Cette même conscience qui fait sentir à cette entité en chute libre qu’elle dépend du vide même qu’elle incarne. Autrement dit, plus elle tombe, plus elle se vide de toute substance. Plus elle se désagrège plus le vide qui l’aspire grandit. Dans ce processus, c’est justement l’ouverture de la structure complexe du vide qui rend la chute de l’homme interminable. Car plus cette particule non élémentaire s’enfonce dans le vide, plus l’espace et le temps se décontractent éloignant du même coup ce corps désormais étranger de son point de départ et a fortiori de son point de chute hypothétique et désormais inconcevable, puisqu’il n’obéit plus à aucune norme établie dans cette géométrie invariable qui épouse une seule et unique ligne droite, avec un début, mais sans fin aucune.
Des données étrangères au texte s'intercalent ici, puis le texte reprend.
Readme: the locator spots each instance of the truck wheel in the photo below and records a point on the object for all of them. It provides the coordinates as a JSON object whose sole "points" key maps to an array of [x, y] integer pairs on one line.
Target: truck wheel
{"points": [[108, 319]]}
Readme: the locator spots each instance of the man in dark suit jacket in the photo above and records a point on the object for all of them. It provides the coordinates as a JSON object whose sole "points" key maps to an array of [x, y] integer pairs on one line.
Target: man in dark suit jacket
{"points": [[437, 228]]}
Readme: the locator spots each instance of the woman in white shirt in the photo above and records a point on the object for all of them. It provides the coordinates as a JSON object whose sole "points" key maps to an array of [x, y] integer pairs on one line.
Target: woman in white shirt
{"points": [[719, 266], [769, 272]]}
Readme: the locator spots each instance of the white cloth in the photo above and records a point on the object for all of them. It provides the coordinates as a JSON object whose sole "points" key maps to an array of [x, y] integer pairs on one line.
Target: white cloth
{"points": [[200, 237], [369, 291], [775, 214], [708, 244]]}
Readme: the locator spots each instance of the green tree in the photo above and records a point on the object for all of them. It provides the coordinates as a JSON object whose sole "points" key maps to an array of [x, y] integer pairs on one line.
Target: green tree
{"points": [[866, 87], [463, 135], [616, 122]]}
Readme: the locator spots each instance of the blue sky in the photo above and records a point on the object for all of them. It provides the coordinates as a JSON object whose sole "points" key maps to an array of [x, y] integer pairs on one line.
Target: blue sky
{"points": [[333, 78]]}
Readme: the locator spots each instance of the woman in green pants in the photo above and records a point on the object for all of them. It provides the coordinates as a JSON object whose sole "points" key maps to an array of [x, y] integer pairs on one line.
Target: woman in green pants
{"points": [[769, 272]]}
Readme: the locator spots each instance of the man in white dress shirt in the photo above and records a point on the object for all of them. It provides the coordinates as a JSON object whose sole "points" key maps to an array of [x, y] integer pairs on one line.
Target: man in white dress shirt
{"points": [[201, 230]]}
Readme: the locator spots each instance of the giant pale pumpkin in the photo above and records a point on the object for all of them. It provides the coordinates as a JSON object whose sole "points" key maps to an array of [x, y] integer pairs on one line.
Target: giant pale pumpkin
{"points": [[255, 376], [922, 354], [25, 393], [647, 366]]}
Cela rappelle exactement le voyage qu’effectue une onde cosmique que l’on suppose déclenchée par l’éclat du big bang vers le supposé versant opposé de l’univers, qui, lui, poursuit inexorablement son extension vers nulle part. Vers ce point cosmique indéterminé qui peut tout aussi point avoir pris naissance dans ce que la physique moderne nomme le temps de Planck. C’est-à-dire, l’avant instant zéro. C’est-à-dire avant la notion même du temps. C’est-à-dire hors de toute temporalité quantifiable aussi quantique puisse-t-elle prétendre être.